Immigration is more about a ‘common sense’ than about edicts. Is the orchard owner encouraging trespassers by setting tables, chairs and beds around his apple trees? When a state permits undocumented persons to open a bank account, to obtain a driver’s license, to obtain a Tax ID Number, and, through other adhesion contracts, otherwise facilitates the setting of roots, is it or is it not humane to uproot such individuals?
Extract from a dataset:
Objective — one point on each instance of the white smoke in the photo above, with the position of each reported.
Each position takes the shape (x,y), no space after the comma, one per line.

As it stands, our system is inhumane. We place greater value and importance on an uninformed, uneducated, unengaged electorate, and the attending corrupt political system that supports corporate welfare, than we do on succoring our poor and those we have permitted, through our own complicity and our inducements, to set roots. Not that citizenship really means that much to indigenous, natural-born Americans, we might argue. How many know anything about their civics, history or Constitution? Should that be the litmus test of citizenship, perhaps, after all is said and done? What constitutes citizenship?

On a different note, the melting pot of America is a bastion of Freedom. Can the same be said of Israel or Saudi Arabia or China? How many churches are in those countries? How many synagogues?”